1 - Monoreme (30 oars = Triakonter; 50 oars = Pentekonter)
2 - Bireme
3 - Trireme
4 - Quadrireme
5 - Quinquereme
6 - Hexareme
7 - Septireme
8 - Octeres
9 - Enneres
10 - Deceres
11 - Endekeres (or Hendekeres)
12 - Dodekeres
13 - Triskaidekeres
14 - Tessarakaidekeres
15 - Pentekaidekeres
16 - Hekkaidekeres
20 - Eikoseres
30 - Triakonteres
40 - Tessarakonteres

EDIT:
It seems there wasn't a difference in names between small monoreme ships with total of 30 oars and huge ships with 30 rowers in a column.
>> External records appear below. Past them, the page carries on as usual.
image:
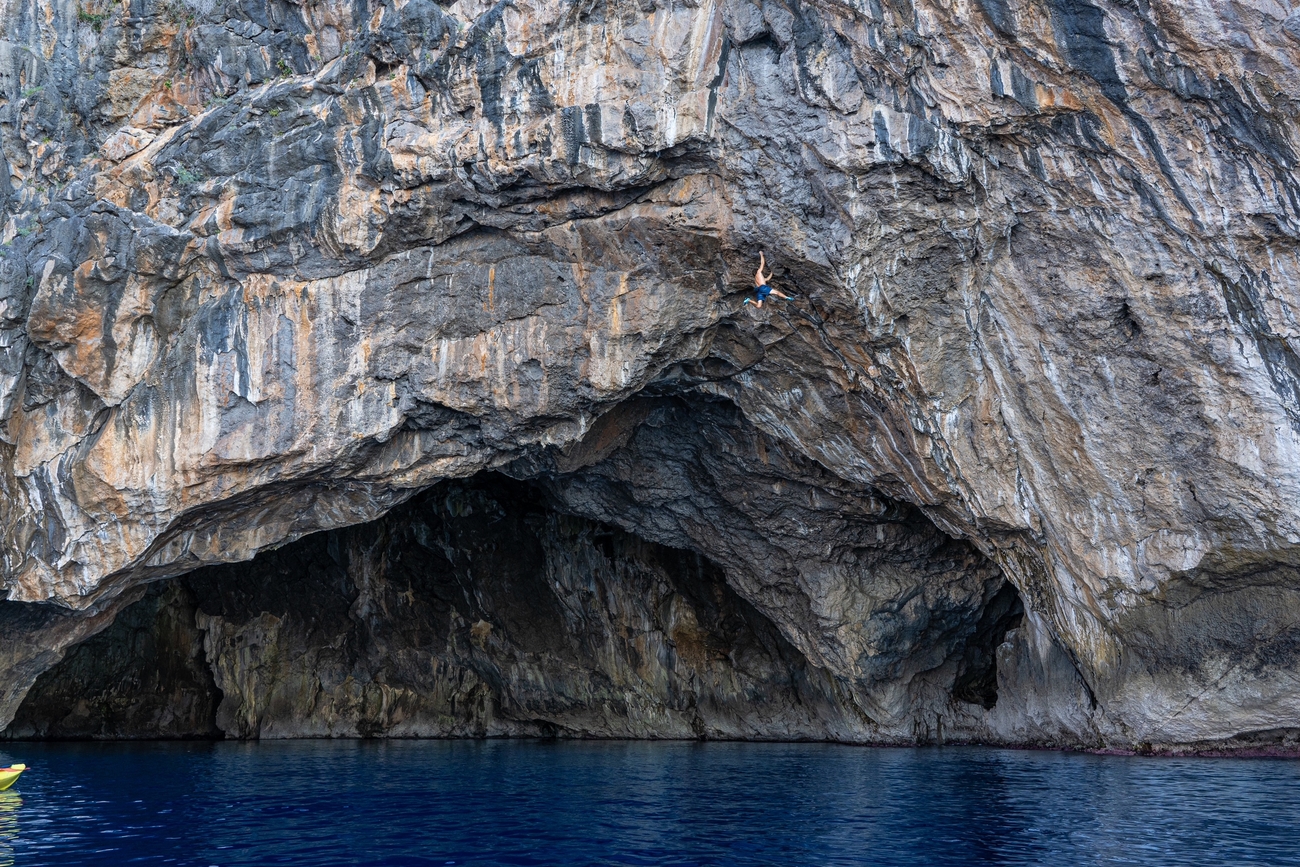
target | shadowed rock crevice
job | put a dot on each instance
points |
(269, 271)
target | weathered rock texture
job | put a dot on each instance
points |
(479, 610)
(276, 268)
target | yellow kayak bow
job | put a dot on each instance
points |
(8, 776)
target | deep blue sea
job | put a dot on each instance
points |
(527, 802)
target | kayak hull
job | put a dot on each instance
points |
(8, 776)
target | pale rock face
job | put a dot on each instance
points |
(272, 269)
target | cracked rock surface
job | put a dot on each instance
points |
(1018, 464)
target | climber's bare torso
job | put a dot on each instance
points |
(761, 285)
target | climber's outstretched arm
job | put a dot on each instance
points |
(758, 276)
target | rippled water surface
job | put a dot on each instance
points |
(443, 803)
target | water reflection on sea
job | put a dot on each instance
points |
(11, 802)
(437, 802)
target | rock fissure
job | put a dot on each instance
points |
(272, 272)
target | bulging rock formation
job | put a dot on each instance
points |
(1018, 464)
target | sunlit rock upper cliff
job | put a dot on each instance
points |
(1021, 462)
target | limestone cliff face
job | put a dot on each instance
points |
(276, 268)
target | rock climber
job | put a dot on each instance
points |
(761, 287)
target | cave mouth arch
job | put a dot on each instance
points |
(485, 607)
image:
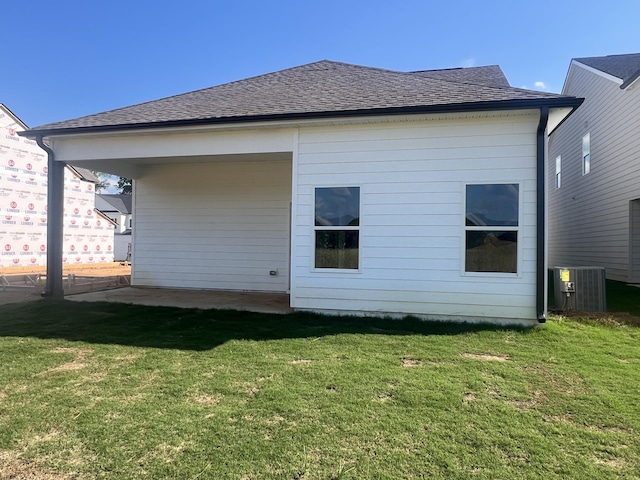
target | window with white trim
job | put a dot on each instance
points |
(337, 227)
(492, 227)
(586, 154)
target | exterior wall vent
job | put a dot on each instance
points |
(580, 288)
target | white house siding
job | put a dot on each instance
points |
(218, 225)
(412, 178)
(589, 214)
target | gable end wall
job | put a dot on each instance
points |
(412, 178)
(589, 214)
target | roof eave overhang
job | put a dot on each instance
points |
(560, 102)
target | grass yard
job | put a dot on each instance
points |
(101, 390)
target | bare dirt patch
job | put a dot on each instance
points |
(78, 362)
(23, 470)
(300, 361)
(411, 362)
(487, 357)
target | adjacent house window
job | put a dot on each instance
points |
(337, 227)
(586, 154)
(491, 228)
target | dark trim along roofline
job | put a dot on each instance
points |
(519, 104)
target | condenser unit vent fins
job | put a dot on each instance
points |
(580, 288)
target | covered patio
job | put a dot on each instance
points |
(204, 299)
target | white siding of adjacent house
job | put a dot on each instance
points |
(412, 178)
(217, 225)
(589, 215)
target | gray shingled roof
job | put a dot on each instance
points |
(625, 67)
(119, 201)
(324, 88)
(87, 174)
(490, 75)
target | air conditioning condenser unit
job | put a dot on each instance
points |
(580, 288)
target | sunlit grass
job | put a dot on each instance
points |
(114, 391)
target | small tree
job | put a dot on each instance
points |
(103, 181)
(125, 185)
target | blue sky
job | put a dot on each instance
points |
(67, 58)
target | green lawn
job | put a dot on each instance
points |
(102, 390)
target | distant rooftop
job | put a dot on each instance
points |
(626, 67)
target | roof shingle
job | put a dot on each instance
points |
(324, 87)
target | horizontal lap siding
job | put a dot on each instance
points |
(411, 178)
(589, 215)
(220, 225)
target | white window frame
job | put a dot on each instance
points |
(586, 154)
(316, 228)
(500, 228)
In both cases they are Triakonteres (some sources use shortened Triakonter). I placed Triakonter for monoreme and Triakonteres to polyreme ship only to be able distinguish between them.
Same would probably apply for 50-oars ships (Pentekonter or Pentekonteres)
 
Last edited:
Actually it seems that ships with 30 or 50 rows of oars did not actually exist, and such names were simply referring to the size of the ship, without taking in account the real number of oars. Just FYI, anyway.
 
Actually, there is a difference in the original sources:

triakontoros (τριακόντορος)- ship with 30 oars
triakonteres (τριακοντήρης) - ship with 30 rowers per oar.

Both names are basically the Greek for 'thirty' (triakonta) with an ending added, but it's a different ending. -ros for a ship with that number of oars, -res for one with that number of rowers per bench. (plus the preceding vowel changes.)

The problem is that in English we tend to knock off the -os or -es ending, making the two words indistinguishable. For what it's worth I've seen the word 'pentekontor' or 'pentekonter' (both spellings are used) in English texts to describe the type of galley with a single row of oars, 25 per side, used during the Homeric era and the siege of Troy.

We don't have detailed descriptions of how polyremes worked, but modern historians believe that the larger galleys had at most three banks of oars, with multiple oarsmen on some of them. Pentereis (quinqueremes), for example, probably had three rows of oars with one man on the top one and two on each of the lower pairs. The really huge ships like the thirties more likely had just one huge oar with thirty people pulling it. Bear in mind that the biggest ships were mostly one-off vanity projects by Alexander's successors, so it wasn't as if these were "real words" in Greek. It's more the other way around; if Ptolemy the Whateverth announced he was building a ship with 137 rowers per oar, then writers would make up the word "137-er" to describe it.